Davacı vekilinin 27/01/2021 tarihli itiraz dilekçesi ile kök rapora itiraz ettiği anlaşılmakla, bilirkişiden ek rapor düzenlemesi istenmiş olup,
Bilirkişi ek raporu: 15/03/2021 tarihli ek rapora göre; kök raporda: Kredilerin kullandırılması bölümünde kredilerle ilgili açıklamalar yapıldığı, Kredi ödeme planlarında görüleceği üzere kredi hesaplarının kat edildiği 25.02.2020 tarihinde kredilerin anapara tutarının 635.406.68-TL olarak belirlendiği ve bu tutarın kat ihtarında da aynı şekilde yer aldığı, Kredi Hesaplarının 25.02.2020 tarihinde kat edildiği, kat tarihine kadar kredilere işleyen faiz, komisyon, masraf, bsmv ilavesiyle kat tarihinde asıl alacak 665.644.05-TL olarak belirtildiği, davalılara iş bu ihtarla 665.644.05-TL alacağın ödenmesinin ihtar edildiği, davacı bankanın alacağı kat tarihinden davalıların temerrüt tarihlerine kadar akdi faiz oranı üzerinden, temerrüt tarihinden itibaren takip tarihine kadar temerrüt faiz oranı uygulanmak suretiyle hesaplama yapılarak tespit edildiği, davacı Vekili kredi taksitlerinin gecikme faizlerinin ilave edilmediğini beyan etmiş ise de, Bankacılık mevzuatında kredilerin kat edilmesinde kat tarihine kadar kredilerle ilgili faiz ve feriler ilave edilmek ve kat tarihinde banka kayıtlarında talep edilebilecek alacak tutarı belirlenmek suretiyle kat edildiği, takibin anaparası içerisinde masraf ve sigorta tutarı bulunduğu belirtilmiş isede dilekçe ekinde iş bu alacak kalemleri ile ilgili herhangi bir belgenin sunulmadığı, kök raporda yapılan tespit ve değerlendirmelerde değişikliği gerektirecek bir husus bulunmadığı bildirilmiştir.
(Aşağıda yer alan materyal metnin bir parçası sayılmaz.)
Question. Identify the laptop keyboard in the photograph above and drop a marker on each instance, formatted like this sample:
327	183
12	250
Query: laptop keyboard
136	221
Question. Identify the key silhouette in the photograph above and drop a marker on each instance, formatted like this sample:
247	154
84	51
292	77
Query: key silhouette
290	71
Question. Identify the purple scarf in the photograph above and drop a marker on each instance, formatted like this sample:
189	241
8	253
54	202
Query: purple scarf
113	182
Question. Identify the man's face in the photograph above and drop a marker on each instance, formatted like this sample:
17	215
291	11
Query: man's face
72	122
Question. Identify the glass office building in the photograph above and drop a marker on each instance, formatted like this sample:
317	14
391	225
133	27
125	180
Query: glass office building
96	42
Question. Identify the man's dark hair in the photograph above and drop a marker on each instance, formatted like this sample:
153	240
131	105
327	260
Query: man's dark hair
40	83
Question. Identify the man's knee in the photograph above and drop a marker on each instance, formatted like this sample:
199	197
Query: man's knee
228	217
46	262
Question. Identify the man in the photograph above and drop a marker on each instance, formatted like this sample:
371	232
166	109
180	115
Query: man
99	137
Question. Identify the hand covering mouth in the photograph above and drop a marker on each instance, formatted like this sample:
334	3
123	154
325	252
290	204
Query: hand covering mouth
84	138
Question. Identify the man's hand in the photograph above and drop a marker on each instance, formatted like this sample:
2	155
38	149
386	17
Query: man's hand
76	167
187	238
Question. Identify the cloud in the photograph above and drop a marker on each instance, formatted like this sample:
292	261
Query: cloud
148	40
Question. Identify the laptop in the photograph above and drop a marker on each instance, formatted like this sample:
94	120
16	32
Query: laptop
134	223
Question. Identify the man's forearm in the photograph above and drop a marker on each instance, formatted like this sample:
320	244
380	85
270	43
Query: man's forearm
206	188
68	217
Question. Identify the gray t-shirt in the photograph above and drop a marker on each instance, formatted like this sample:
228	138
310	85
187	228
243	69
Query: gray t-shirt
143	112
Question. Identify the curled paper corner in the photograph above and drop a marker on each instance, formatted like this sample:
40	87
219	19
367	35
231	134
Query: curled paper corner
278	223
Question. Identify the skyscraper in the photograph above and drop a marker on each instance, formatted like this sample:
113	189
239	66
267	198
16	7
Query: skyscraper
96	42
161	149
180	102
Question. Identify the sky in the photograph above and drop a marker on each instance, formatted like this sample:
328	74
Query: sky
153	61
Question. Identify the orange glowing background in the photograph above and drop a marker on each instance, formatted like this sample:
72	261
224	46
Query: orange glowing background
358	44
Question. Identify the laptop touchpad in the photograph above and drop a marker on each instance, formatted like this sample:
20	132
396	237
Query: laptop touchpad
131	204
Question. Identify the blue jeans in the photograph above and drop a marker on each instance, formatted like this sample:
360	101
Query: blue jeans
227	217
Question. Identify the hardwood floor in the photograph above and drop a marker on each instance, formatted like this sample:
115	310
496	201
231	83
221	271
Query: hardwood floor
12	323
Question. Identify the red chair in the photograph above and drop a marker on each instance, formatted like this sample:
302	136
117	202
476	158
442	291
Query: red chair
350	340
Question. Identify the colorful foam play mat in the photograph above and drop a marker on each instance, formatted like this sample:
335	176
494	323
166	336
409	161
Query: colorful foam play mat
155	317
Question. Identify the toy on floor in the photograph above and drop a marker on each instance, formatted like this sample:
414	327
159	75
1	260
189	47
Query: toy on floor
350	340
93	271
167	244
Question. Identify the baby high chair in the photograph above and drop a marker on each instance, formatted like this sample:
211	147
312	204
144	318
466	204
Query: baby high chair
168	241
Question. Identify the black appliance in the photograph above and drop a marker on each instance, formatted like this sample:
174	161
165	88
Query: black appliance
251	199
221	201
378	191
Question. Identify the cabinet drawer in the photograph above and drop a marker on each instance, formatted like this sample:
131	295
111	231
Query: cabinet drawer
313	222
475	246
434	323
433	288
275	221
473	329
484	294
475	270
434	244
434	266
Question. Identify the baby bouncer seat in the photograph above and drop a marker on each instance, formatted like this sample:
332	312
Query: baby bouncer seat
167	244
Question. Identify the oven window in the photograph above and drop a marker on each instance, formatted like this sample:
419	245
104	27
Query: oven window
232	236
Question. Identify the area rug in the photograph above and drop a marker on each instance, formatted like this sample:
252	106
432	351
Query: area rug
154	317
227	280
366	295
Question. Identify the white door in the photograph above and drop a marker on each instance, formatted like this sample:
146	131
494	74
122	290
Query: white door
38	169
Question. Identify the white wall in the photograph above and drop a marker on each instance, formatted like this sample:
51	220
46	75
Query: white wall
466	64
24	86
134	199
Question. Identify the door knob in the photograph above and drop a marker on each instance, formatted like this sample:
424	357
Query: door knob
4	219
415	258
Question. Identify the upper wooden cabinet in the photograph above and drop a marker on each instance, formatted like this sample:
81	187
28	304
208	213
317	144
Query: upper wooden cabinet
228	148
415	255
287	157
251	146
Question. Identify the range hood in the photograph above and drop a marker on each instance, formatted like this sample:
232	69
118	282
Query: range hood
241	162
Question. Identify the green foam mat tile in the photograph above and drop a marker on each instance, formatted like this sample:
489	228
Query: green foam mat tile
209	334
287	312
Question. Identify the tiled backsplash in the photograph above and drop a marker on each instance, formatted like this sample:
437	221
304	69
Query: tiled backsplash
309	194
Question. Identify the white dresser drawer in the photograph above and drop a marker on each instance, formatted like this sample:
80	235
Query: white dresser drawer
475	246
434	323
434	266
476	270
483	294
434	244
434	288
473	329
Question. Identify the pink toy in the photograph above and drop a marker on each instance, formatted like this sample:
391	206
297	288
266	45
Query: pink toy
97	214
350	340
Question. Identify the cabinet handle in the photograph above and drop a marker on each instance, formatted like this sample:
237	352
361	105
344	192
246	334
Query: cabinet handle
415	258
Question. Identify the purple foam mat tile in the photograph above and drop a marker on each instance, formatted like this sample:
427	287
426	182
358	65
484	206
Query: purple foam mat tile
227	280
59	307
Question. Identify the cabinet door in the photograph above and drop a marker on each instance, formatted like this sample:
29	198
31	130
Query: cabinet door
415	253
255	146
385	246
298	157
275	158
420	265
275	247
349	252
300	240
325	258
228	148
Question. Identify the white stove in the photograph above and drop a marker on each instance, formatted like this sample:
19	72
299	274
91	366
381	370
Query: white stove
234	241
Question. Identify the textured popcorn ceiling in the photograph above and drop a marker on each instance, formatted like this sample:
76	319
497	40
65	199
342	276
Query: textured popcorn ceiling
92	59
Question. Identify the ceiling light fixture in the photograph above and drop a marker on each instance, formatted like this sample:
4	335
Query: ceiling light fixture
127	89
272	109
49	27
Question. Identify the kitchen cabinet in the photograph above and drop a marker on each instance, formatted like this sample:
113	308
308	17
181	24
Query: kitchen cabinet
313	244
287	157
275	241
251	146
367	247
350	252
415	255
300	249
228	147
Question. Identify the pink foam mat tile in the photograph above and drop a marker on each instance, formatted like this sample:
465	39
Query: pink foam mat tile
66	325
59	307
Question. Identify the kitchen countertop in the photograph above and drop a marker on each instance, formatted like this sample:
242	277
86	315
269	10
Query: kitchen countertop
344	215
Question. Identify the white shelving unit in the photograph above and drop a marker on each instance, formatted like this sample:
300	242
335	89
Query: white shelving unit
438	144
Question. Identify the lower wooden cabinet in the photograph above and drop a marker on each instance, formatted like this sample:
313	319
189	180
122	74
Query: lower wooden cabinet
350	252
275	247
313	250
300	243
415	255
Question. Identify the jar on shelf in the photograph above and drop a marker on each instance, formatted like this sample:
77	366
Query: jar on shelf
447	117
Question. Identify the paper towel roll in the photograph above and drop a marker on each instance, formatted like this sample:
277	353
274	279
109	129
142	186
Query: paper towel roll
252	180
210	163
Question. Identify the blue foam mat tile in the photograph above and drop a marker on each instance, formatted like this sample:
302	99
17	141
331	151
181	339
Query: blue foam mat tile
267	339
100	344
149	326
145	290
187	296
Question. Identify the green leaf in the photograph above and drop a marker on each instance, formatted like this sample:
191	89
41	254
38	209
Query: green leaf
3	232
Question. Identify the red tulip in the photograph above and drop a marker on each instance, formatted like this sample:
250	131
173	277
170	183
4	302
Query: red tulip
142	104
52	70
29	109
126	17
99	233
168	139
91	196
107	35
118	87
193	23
Dava; Davacı banka tarafından genel kredi sözleşmesinden kaynaklanan alacağının tahsili amacıyla asıl borçlu ve kefiller aleyhine yapılan icra takine vaki itirazın iptali istemi ile açılan İİK.nun 67.maddesi kapsamındaki davadır.
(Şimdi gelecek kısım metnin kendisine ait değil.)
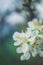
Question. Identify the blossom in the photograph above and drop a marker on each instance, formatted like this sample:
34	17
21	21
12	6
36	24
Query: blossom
30	42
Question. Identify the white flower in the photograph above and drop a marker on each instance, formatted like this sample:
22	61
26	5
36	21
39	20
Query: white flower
41	53
23	48
34	23
17	43
34	52
25	56
30	42
16	36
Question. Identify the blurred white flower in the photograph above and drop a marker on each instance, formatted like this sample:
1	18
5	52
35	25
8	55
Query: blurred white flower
31	41
15	18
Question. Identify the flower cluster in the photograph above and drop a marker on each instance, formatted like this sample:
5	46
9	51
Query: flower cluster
30	42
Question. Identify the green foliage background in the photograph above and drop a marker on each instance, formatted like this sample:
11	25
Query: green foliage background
8	55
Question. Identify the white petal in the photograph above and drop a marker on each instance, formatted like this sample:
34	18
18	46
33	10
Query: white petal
30	24
34	52
17	43
15	36
19	50
25	48
41	54
41	36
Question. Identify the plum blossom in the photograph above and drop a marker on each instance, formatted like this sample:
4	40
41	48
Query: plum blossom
30	42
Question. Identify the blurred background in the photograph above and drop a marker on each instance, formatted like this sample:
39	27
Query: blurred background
14	15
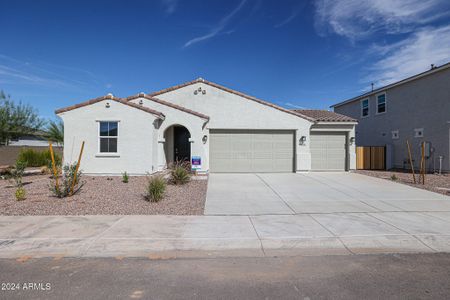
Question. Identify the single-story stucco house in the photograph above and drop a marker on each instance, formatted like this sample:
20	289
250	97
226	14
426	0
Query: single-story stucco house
215	128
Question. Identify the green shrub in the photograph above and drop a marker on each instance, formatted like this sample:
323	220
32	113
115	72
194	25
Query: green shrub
155	189
17	172
180	173
20	193
65	182
35	158
125	177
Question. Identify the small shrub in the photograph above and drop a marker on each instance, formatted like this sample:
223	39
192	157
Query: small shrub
155	189
125	177
65	182
17	172
20	193
180	173
35	158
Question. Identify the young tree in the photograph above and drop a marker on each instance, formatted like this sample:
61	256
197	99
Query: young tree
17	119
55	132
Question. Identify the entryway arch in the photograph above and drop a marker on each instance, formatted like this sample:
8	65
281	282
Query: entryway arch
177	146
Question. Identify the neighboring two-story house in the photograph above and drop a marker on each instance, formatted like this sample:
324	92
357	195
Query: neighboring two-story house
416	109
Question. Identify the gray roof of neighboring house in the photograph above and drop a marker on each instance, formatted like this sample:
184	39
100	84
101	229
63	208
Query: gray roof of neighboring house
324	115
403	81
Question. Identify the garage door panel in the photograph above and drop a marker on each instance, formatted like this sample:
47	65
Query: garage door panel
328	151
251	151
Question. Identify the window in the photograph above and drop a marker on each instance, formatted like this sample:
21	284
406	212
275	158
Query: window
381	103
418	132
109	132
364	108
395	135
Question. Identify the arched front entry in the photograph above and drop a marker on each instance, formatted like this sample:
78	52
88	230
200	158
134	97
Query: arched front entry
177	146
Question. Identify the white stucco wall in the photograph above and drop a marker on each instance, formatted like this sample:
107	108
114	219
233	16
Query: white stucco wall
230	111
136	143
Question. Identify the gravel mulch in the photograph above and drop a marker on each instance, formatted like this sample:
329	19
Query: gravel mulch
433	182
103	196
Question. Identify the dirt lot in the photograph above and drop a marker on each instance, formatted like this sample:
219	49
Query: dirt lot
102	195
435	183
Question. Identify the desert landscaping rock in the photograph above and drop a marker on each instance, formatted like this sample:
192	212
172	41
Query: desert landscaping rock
433	182
103	195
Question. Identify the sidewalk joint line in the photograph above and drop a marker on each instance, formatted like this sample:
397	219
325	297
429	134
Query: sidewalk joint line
257	235
275	192
410	234
332	233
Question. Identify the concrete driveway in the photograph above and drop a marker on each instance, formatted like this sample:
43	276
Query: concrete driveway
282	194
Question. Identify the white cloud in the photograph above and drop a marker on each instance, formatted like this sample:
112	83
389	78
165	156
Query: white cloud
218	28
410	56
358	19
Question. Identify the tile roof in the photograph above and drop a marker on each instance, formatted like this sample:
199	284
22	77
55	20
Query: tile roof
110	97
324	115
172	105
201	80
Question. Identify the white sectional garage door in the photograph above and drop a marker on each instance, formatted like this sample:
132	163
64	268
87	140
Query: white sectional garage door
328	151
251	151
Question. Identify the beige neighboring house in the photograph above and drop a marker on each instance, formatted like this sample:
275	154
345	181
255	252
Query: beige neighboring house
215	128
416	109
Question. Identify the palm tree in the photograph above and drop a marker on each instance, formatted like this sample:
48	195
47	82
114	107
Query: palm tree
55	132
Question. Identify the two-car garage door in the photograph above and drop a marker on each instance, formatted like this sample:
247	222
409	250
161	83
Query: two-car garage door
251	150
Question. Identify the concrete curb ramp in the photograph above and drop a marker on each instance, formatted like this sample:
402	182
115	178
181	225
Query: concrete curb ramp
206	236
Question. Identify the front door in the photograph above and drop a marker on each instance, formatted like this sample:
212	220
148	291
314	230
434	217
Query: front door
182	146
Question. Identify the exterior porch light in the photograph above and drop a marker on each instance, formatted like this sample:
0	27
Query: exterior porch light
302	140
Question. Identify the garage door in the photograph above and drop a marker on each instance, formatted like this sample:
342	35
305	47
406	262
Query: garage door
251	151
328	151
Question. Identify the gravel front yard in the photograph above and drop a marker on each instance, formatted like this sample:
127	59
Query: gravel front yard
103	196
435	183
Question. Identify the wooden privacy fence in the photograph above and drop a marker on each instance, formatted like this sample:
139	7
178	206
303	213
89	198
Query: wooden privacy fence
371	158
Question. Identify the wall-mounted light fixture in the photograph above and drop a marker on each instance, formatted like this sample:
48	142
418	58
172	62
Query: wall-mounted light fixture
302	140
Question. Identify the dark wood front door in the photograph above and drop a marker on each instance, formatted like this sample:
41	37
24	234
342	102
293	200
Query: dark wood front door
182	147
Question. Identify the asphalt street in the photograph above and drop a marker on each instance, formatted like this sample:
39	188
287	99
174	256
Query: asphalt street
386	276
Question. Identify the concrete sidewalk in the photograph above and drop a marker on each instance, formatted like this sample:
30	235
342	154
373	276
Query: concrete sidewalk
200	236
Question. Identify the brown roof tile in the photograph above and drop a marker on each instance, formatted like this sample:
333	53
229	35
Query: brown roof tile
172	105
324	115
201	80
110	97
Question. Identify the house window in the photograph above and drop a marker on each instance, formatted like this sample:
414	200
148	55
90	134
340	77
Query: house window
418	132
395	135
109	132
381	103
364	108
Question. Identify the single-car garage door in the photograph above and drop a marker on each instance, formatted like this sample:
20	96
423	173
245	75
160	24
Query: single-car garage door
328	151
251	150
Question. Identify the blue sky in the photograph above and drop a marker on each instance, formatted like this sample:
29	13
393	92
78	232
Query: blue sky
297	54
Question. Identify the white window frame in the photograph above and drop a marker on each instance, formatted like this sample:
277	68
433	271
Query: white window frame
416	132
395	134
368	107
113	154
385	103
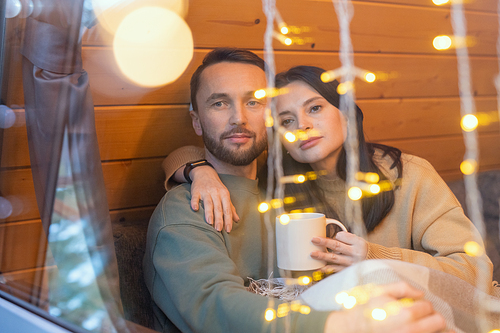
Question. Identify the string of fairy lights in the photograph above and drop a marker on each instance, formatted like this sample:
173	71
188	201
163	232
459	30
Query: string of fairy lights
360	184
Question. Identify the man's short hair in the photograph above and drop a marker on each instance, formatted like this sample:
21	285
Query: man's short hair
222	54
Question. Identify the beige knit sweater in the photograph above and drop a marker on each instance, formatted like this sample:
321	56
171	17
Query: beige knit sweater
426	226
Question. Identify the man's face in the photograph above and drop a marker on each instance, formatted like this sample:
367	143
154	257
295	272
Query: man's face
229	117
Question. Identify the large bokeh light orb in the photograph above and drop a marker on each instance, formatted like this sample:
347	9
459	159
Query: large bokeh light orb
110	13
153	46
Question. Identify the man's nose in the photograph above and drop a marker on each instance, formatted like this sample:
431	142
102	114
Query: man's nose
239	115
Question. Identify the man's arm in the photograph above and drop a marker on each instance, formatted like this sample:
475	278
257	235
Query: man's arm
198	286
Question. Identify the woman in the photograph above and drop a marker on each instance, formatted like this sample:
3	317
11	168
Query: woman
418	221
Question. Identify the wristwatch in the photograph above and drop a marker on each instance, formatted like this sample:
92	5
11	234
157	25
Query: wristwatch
191	165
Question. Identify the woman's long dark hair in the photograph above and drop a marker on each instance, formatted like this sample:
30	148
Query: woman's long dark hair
375	208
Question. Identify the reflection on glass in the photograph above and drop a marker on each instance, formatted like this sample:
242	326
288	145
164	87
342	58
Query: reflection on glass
73	291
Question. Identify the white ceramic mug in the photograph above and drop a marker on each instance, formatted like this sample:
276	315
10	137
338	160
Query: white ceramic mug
293	240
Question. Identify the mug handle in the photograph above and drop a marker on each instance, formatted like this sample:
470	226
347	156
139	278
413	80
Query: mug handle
332	221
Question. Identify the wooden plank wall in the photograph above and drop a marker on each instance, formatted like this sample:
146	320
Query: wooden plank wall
416	108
Dava 1 yıllık yasal hak düşürücü süre içerisinde açılmıştır.
Davalılar, icra takibine yapmış oldukları kısmi itirazlarında, takibe konulan 665.644,00 TL asıl alacağı ve bu miktara isabet eden ferilerini kabul etmişler; bakiye miktar yönünden ise borçlu olmadıklarını bildirerek ödeme emrine itiraz etmişlerdir.
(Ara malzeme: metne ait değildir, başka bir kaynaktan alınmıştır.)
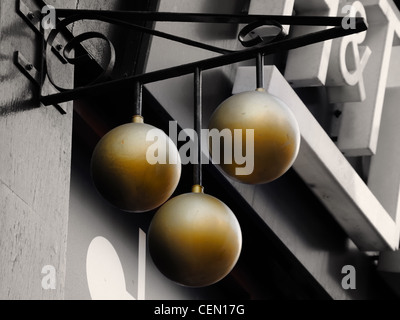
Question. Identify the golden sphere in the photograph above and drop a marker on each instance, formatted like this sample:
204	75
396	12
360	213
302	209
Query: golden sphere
276	135
122	173
195	240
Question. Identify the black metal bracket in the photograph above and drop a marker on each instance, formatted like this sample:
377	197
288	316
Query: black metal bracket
261	46
33	19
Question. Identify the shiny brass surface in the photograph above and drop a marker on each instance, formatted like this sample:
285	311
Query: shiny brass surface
195	240
123	175
276	134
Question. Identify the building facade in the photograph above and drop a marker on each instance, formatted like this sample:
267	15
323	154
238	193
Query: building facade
327	229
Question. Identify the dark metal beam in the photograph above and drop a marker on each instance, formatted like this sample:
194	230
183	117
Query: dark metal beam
227	59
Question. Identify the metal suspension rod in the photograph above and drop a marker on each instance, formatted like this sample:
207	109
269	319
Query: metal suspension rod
198	122
138	94
260	71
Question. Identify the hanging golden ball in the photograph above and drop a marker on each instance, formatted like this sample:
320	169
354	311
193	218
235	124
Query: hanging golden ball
195	240
123	168
276	136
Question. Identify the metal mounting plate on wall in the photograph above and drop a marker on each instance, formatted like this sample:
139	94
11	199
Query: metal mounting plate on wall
32	17
27	68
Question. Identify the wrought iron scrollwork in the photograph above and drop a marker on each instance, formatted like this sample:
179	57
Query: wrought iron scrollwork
75	41
252	37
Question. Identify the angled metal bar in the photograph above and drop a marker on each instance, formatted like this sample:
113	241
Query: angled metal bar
227	59
207	18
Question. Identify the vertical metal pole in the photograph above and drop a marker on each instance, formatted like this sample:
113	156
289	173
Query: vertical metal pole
138	94
198	121
260	71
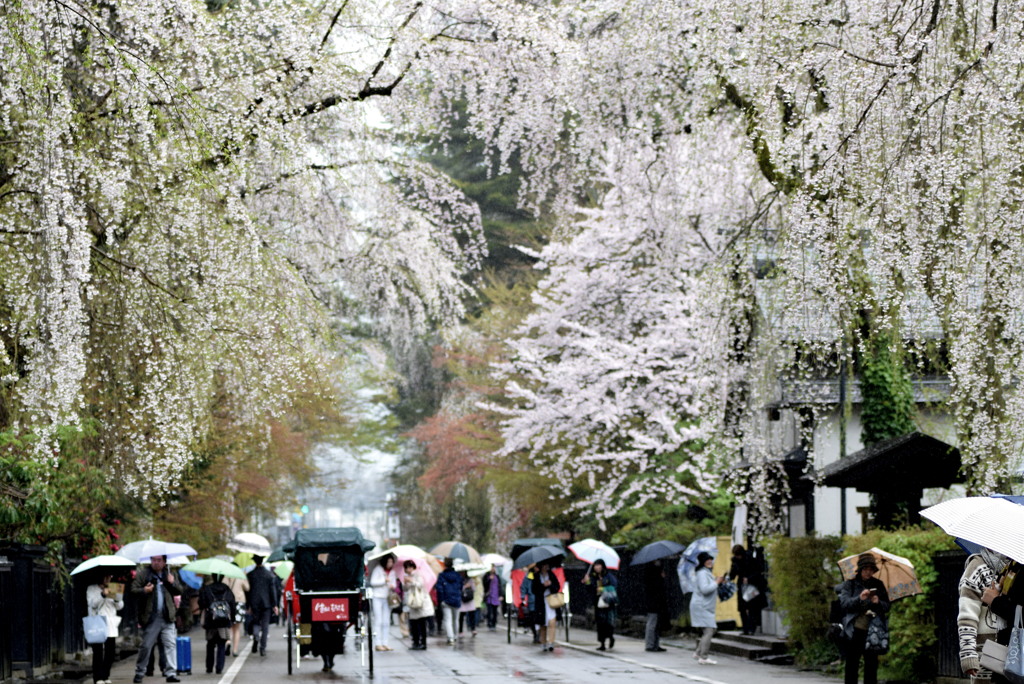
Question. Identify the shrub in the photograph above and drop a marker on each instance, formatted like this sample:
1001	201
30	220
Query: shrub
803	573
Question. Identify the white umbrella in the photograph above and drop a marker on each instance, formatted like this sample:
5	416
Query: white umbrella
400	551
994	523
495	559
146	549
589	551
103	561
471	569
250	543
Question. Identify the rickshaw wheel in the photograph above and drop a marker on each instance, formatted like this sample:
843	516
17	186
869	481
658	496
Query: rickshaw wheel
291	652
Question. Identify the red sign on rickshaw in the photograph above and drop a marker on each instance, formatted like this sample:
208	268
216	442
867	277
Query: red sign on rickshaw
330	609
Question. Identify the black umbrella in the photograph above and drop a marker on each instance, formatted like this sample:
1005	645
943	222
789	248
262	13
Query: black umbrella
539	554
655	550
521	545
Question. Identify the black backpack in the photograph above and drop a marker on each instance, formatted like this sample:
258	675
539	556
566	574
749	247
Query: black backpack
218	613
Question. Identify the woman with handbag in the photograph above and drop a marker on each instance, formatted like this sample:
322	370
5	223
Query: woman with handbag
605	600
976	624
547	591
702	604
239	588
1004	598
419	604
865	627
101	601
216	600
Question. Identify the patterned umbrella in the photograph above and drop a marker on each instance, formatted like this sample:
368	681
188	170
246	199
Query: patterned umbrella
457	551
495	559
112	562
539	554
591	550
215	566
250	543
656	550
895	572
423	567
Davacı banka, davalılar aleyhine İzmir … İcra Müdürlüğünün … E. sayılı dosyasında; 672.879.52-TL asıl alacak, 45.838.89-TL İşlemiş temerrüt faizi, 2.291.94-TL BSMV % 5, 755.00-TL ihtiyati haciz vekalet ücreti ve 151.80-TL ihtiyati haciz gideri olmak üzere toplam 721.917,15-TL alacak için takip başlatmıştır.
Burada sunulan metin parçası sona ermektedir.